With one week before the start of the semester, I chose to read Debby Applegate's book, The Most Famous Man in America: The Biography of Henry Ward Beecher. I had leafed through several other books on my shelves, including Sarah Rivett's The Science of the Soul in Colonial New England and Amanda Porterfield's Conceived in Doubt: Religion and Politics in the New American Nation, but I decided to take a break from reading academic monographs. I couldn't have picked a more refreshing book than Applegate's.

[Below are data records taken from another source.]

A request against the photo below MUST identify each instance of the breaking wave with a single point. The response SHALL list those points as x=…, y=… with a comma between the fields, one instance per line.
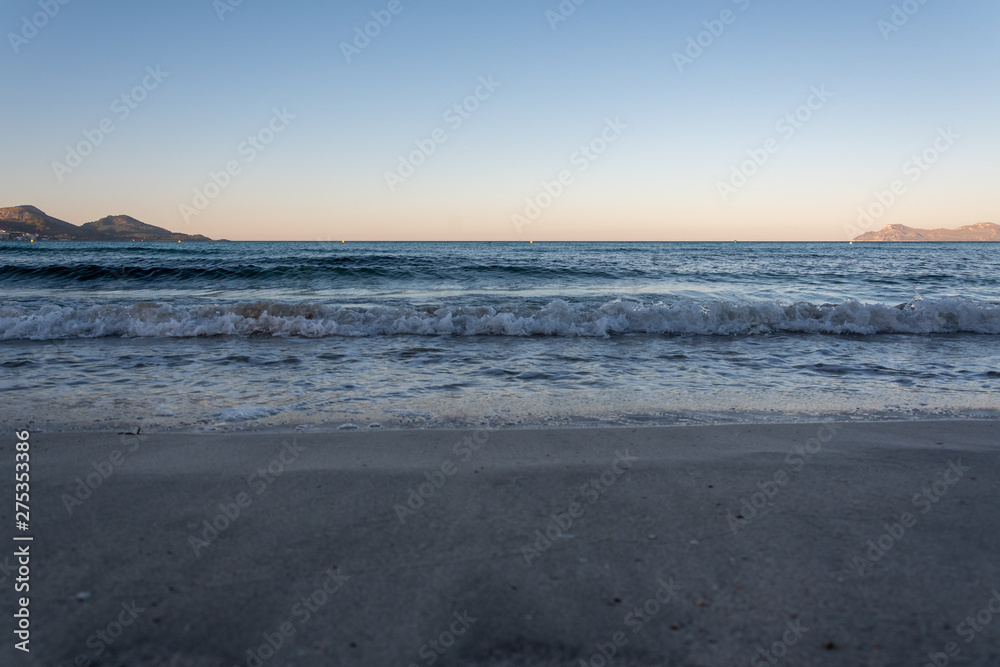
x=558, y=318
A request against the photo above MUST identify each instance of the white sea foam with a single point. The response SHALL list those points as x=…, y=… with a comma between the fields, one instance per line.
x=558, y=318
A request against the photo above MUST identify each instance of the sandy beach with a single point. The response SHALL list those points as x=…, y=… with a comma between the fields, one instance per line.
x=805, y=544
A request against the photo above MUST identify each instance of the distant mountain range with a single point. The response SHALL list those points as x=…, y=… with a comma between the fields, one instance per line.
x=25, y=220
x=980, y=232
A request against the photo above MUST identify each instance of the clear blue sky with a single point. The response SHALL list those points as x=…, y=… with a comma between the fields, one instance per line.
x=678, y=135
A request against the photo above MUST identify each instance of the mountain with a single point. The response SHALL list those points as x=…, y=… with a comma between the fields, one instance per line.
x=31, y=220
x=980, y=232
x=127, y=228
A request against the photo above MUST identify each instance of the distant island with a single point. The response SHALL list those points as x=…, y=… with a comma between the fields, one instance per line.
x=29, y=223
x=982, y=232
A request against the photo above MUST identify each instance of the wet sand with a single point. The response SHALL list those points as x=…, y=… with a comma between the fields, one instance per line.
x=867, y=544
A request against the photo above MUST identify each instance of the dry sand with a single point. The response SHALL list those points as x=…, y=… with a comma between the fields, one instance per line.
x=131, y=571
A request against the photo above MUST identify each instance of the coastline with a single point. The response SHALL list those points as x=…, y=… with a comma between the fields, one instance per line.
x=297, y=513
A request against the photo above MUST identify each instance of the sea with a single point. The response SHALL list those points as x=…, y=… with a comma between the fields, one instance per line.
x=235, y=336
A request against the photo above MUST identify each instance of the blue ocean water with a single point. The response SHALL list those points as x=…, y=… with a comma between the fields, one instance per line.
x=329, y=335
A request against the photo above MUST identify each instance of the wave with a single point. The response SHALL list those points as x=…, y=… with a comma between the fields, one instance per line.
x=328, y=268
x=558, y=318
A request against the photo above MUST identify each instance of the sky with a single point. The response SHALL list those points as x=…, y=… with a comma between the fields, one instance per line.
x=504, y=119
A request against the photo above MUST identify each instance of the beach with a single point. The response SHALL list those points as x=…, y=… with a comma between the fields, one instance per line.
x=800, y=544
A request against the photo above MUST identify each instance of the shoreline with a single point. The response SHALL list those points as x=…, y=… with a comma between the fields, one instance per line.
x=548, y=538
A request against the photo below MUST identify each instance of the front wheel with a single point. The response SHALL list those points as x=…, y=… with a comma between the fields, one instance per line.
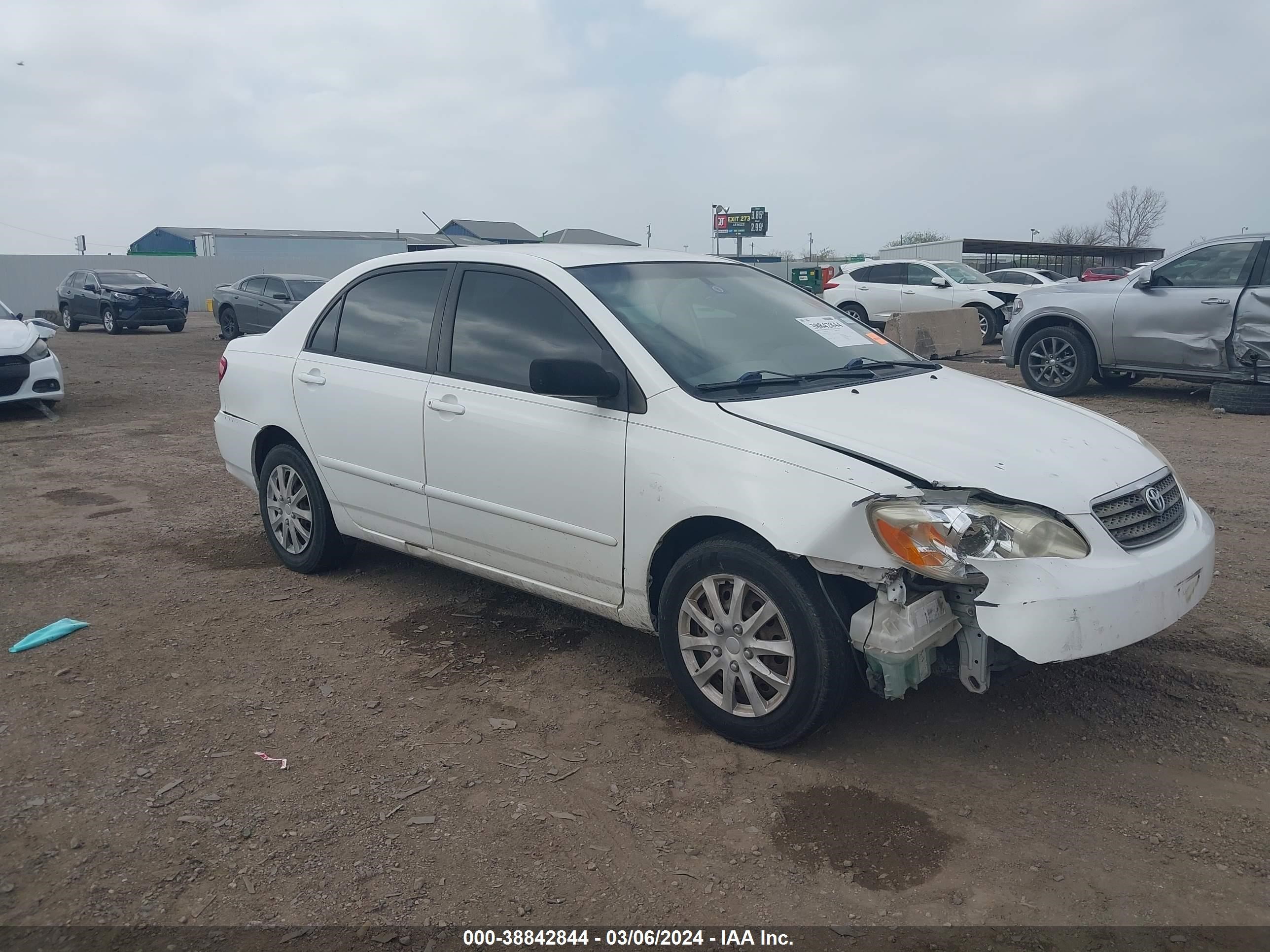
x=1057, y=361
x=229, y=324
x=296, y=514
x=752, y=643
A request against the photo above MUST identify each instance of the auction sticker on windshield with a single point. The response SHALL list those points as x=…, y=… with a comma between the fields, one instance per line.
x=834, y=331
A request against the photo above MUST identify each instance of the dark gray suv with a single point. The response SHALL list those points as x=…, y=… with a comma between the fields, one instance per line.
x=1199, y=315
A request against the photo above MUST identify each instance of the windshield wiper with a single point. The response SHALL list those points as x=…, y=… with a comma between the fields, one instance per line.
x=873, y=362
x=752, y=378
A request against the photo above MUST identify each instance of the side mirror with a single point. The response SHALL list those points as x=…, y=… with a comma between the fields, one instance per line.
x=563, y=377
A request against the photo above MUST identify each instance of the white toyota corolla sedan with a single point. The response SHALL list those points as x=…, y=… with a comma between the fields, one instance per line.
x=28, y=370
x=693, y=447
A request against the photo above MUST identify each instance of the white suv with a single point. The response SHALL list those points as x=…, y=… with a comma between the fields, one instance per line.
x=876, y=290
x=695, y=447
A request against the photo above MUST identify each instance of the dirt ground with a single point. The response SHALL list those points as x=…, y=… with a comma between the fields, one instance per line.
x=465, y=754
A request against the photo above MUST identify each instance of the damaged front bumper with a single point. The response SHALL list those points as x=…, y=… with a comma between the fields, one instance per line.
x=1042, y=610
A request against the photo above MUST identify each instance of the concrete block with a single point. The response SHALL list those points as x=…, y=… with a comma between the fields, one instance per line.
x=933, y=334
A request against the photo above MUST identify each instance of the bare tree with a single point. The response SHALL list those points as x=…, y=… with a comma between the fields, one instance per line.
x=1080, y=235
x=1133, y=215
x=917, y=238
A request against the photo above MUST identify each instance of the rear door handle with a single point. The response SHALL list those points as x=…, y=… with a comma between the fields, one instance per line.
x=448, y=407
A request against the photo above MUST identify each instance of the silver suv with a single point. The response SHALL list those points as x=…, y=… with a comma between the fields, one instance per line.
x=1199, y=315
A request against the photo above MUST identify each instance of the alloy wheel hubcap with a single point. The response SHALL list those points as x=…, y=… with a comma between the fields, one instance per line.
x=736, y=645
x=1052, y=361
x=286, y=501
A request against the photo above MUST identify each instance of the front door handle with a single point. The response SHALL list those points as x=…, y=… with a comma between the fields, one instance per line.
x=448, y=407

I'm about half-way through and can easily say that this is an extremely well-written and engaging biography of arguably the most famous American preacher in the nineteenth century. Henry Ward Beecher was the brother of Harriet Beecher Stowe and the son of Lyman Beecher, the New England minister who went on to serve as the founding president of Lane Theological Seminary in Cincinnati, Ohio. Applegate presents H. W. Beecher as a shy boy who overcomes his insecurities to become a masterful rhetorician and extroverted preacher. Over time Beecher rejects the message that he was accustomed to hearing as a child of God's judgment, instead promoting the love of God towards humanity. Toward the end of his life, Beecher gained national headlines when he was accused of having an adulterous relationship with one of his parishioners.
Applegate is a superb writer, and the book is very well researched (Applegate earned a PhD in American Studies at Yale University). There is one issue, however, that I did not think received adequate treatment. She presents Lyman Beecher as a "Puritan" who preached "fire and brimstone" messages on God's wrath and judgment. Yet after these opening chapters on the elder Beecher's role as the town dictator of Litchfield, Connecticut, she sneaks in that he was scrutinized by conservative Calvinists for holding liberal theological views. After he moved to Cincinnati, Lyman was put on trial for his perceived heterodoxy (he was acquitted). In reading this type of background information, one wonders if Applegate had digested the nuances between the various types of Calvinism taught and practiced in the late eighteenth and early nineteenth century. In fairness, some of the debates between the Old and New School Presbyterians and New England and New Haven ministers are difficult to digest. Nonetheless, it would have been nice to have placed Lyman Beecher within the proper theological context.
Putting aside these comments, I can't praise this book enough. I would recommend it to anyone wanting to read an intelligent biography about a key American figure.